Q : Quelles sont les perspectives de développement des adjuvants?

R : Nous nous concentrons de plus en plus sur le développement d’adjuvants permettant de formuler des bétons à partir de matériaux normalement définis comme difficiles, comme le sable à haute teneur en argile ou même contenant des matières recyclées. En effet, la raréfaction des matières premières est un problème au cœur de la recherche de nouveaux adjuvants, car les matériaux utilisés pour la formulation du nouveau béton sont, pour des raisons économiques évidentes, souvent d’origine locale. C’est pourquoi les recherches menées en laboratoire portent sur l’existence et le développement d’autres adjuvants minéraux pouvant remplacer, au moins partiellement, le ciment, le laitier de haut fourneau, les cendres volantes (sous-produit de la combustion du charbon dans les centrales électriques) ou le métakaolin (obtenu en broyant le kaolin et en le chauffant à 750 °C).

Q : Serait-ce possible d’expliquer comment les adjuvants fonctionnent?

R : Les plastifiants et superplastifiants permettent de réduire grandement la quantité d’eau dans le béton (agents réducteurs d’eau), d’améliorer considérablement la consistance du béton sans modifier la quantité d’eau ou de produire ces deux effets en même temps. Les superplastifiants réduisent l’eau d’une quantité beaucoup plus importante que les plastifiants et ont donc un effet beaucoup plus prononcé. 


Les accélérateurs de prise agissent comme catalyseurs dans les réactions initiales d’hydratation du ciment, surtout à basse température, et accélèrent la prise du béton (voir le graphique ci-dessous, à gauche).

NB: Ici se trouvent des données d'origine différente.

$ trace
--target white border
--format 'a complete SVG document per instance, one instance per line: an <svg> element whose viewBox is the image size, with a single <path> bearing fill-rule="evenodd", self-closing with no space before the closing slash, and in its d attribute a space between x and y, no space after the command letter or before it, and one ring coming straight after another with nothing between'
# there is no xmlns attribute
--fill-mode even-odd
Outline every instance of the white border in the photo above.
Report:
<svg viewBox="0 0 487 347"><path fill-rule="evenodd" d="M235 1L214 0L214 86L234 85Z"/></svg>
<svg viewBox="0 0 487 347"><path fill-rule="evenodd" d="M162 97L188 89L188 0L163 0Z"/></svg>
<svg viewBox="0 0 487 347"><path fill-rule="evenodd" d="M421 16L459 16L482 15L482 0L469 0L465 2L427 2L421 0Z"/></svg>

Les accélérateurs de durcissement quant à eux améliorent les résistances initiales à la compression, avec ou sans modification des temps de prise. À l’inverse, les retardateurs de prise retardent le moment où le béton commence à prendre (voir le graphique ci-dessous, à droite).

Les agents entraîneurs d’air créent un réseau stable de bulles d’air microscopiques dans le béton, ce qui améliore la durabilité du béton exposé aux cycles de gel/dégel ainsi que sa résistance aux sels de déglaçage.


Enfin, les adjuvants hydrofuges réagissent pour former des particules hydrofuges qui réduisent l’action capillaire dans le béton et peuvent limiter l’infiltration d’eau sous pression.